Speaker
Description
With the development of automatic diagnostics based on statistical predictive models, coming from any supervised machine learning (ML) algorithms, new issues about model validation have been raised. For example in the non-destructive testing field, generalized automated inspection (that will allow large gain in terms of efficiency and economy) has to provide high guarantees in terms of performance. In this case, it is necessary to be able to select a validation data basis that will not be used for the training nor the test of the ML model. This validation data basis has not to be communicated to the ML builder (which is often a supplier of the main company) because it will serve to realize an independent evaluation of the provided ML model. In this communication, we address the important question about the way to select a “good” validation basis from the dataset that is used for the problem. In the cases of small-size dataset or unbalanced dataset, simple selection algorithms (as a random choice) are insufficient to ensure the representativity of the validation basis, and a supervised selection based on statistical criteria is necessary. In large dataset cases, an appropriate selection will lead to more robust ML model predictive capabilities evaluations than a random choice.
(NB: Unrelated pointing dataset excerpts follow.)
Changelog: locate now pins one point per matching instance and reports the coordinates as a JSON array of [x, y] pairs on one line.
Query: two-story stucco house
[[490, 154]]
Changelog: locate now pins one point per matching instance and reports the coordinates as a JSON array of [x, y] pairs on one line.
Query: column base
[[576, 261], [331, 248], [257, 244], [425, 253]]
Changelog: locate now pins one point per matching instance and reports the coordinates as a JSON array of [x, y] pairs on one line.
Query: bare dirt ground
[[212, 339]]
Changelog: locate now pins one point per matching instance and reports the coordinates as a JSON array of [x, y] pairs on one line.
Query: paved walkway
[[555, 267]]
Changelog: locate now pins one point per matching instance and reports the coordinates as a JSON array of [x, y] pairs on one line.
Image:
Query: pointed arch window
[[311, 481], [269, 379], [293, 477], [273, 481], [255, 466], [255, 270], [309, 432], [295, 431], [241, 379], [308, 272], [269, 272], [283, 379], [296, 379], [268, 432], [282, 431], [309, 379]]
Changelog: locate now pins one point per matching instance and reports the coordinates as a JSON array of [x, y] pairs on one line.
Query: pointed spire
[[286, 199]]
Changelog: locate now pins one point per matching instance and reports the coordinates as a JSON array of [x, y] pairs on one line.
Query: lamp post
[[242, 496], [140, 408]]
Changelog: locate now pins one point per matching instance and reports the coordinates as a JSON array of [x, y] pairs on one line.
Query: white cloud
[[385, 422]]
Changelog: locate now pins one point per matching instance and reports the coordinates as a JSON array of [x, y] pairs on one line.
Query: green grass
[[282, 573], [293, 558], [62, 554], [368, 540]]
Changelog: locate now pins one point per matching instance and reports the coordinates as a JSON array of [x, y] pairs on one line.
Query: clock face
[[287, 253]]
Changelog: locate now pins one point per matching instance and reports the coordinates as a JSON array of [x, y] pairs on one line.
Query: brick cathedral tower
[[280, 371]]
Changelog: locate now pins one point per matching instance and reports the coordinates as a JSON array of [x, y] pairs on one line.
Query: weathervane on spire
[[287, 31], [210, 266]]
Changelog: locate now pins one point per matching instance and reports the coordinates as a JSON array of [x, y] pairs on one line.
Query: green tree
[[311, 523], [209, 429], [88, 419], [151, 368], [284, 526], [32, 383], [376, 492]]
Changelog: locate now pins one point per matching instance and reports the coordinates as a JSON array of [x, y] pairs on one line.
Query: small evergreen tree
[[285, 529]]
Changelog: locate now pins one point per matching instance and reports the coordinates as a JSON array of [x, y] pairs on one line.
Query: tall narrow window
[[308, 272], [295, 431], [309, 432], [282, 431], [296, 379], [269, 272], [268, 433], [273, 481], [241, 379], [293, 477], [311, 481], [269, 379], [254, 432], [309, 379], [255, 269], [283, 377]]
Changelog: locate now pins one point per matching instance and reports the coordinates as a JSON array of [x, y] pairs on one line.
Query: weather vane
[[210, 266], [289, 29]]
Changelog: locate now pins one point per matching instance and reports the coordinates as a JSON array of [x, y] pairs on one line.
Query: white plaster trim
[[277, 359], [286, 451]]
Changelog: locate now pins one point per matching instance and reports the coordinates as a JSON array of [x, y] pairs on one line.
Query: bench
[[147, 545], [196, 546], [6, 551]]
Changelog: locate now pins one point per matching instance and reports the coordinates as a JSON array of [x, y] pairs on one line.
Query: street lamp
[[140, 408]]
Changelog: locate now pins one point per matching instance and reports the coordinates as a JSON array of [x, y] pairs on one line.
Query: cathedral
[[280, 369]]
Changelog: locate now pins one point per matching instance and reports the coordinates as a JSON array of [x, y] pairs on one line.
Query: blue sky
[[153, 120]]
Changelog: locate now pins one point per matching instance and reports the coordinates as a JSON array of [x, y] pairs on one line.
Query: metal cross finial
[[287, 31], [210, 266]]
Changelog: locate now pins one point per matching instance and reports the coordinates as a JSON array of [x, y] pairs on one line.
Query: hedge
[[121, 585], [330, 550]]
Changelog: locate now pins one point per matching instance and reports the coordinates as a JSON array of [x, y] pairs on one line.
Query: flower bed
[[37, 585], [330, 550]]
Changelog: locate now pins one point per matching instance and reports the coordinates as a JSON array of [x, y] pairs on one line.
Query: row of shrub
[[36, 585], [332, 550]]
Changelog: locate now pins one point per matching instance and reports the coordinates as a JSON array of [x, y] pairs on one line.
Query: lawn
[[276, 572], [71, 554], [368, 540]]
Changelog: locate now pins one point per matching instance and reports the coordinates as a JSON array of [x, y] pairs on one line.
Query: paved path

We adopt a “design of experiments” point of view, which seems mathematically natural. The particularity of our validation basis selection problem is that the dataset already exists (so the problem turns to selecting a certain number of points in a finite collection of points) and the output is also known. Several methods, adapted from the literature of computer experiments, are studied and tested in a machine laerning classification purpose. We show that the approach based on the “support points” concept is particularly relevant. An industrial test case from the company EDF illustrates the practical interest of the methodology.